“Nel sogno camminava sotto l'oceano. C'erano voci, c'erano suoni. C'era la luce che filtrava ondeggiante tra migliaia di bolle in sospensione. C'era la poesia di un cosmo segreto, celato al di sotto del visibile. Lui camminava e guardava, sapendo che la strada di sabbia che percorreva lo stava portando dall'altra parte: una volta emerso si sarebbe trovato nel mondo che aveva lasciato. Camminava, augurandosi che il sogno durasse abbastanza per arrivare di là.”La bambina dell'oceano è un racconto onirico.
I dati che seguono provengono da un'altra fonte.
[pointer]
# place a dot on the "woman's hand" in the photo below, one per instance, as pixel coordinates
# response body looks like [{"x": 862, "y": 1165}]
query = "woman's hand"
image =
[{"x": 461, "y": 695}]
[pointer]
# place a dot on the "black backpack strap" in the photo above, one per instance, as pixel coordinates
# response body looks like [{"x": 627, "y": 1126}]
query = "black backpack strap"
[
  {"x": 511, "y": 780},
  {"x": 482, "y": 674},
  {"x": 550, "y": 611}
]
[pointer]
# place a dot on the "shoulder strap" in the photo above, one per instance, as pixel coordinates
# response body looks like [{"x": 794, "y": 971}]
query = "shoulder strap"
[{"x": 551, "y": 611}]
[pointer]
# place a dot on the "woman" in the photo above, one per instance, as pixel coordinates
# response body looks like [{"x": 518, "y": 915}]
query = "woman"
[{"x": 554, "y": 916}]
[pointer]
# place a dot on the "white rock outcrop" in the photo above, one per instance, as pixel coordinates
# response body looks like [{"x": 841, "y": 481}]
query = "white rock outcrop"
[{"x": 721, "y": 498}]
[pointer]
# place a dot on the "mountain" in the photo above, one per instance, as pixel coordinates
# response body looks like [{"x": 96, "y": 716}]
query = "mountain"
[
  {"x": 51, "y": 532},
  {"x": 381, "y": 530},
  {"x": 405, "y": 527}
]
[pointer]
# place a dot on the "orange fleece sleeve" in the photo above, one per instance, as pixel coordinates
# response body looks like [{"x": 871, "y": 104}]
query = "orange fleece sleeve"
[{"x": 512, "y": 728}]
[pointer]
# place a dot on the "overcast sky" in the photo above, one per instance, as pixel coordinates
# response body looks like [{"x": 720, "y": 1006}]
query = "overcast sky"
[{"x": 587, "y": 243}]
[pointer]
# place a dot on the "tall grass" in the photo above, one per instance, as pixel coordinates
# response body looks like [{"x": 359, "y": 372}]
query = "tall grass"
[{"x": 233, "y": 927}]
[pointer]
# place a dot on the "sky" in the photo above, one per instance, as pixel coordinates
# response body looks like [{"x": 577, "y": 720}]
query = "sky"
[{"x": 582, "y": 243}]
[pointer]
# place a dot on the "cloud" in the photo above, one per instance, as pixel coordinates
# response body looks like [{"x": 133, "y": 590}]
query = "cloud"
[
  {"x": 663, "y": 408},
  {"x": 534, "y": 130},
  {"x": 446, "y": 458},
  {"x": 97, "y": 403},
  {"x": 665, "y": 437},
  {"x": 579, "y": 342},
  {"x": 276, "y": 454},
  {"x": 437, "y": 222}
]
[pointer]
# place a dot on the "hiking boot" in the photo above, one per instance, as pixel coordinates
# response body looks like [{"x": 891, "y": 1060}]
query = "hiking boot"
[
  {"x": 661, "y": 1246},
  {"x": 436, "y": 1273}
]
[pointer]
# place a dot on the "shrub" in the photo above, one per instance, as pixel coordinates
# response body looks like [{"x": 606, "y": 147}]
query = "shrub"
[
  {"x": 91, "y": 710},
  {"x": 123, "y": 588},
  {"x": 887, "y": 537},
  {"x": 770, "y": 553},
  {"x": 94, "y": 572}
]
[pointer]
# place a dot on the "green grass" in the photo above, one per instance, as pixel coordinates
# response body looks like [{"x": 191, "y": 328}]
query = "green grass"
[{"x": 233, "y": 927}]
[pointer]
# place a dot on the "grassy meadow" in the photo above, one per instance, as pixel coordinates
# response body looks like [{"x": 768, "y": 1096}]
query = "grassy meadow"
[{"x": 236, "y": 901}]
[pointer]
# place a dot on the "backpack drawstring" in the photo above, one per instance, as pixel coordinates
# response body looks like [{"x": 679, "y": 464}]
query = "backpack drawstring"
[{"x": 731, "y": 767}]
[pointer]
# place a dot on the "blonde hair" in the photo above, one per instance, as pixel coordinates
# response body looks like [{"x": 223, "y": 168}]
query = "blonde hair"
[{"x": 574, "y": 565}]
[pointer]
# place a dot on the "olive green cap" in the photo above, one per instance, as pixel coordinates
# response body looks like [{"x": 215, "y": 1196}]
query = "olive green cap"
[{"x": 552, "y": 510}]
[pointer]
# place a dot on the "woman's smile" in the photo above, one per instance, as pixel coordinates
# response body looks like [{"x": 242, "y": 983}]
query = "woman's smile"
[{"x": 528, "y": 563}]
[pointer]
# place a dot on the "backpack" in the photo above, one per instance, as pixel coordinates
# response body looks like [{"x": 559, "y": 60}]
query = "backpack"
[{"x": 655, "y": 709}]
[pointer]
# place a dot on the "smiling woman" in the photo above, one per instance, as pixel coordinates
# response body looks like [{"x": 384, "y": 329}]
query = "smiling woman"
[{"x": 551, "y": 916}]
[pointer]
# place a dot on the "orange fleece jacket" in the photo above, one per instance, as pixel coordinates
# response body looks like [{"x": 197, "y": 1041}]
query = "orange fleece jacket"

Nel senso letterale del termine. Ci sono sogni, tanti sogni, viaggi, incontri. Tutto vuole avere una sua logica, ma come ogni sogno che si rispetti, una volta portato nel mondo reale, la sua logica salta e perde di coerenza.
C’è una spiaggia, sulla costa australiana, dove i sogni si comportano in modo insolito. E dove uno scrittore solitario incontra una bambina che ama il mare.
Il racconto è godibile, si legge bene. Le interazioni tra Ricardo, sulla sua spiaggia, e Perla, la bambina misteriosa che sa manipolare i sogni, sono accattivanti e riescono a prendere il lettore. Purtroppo tutto salta quando ci si rende conto che non si avranno mai delle spiegazioni. Non sapremo mai se i sogni porteranno Ricardo a ricongiungersi al suo amore oppure no, se tornerà a scrivere, se capirà chi sia Perla e perché l'abbia scelto.
Altro punto a sfavore è l'impronta troppo marcata dell'autore nel protagonista. Il suo lavoro, le sue origini, come ne parla (inappropriatamente) nel dettaglio. Servirebbe una purga dei dettagli autobiografici che finiscono per sbilanciare la narrazione.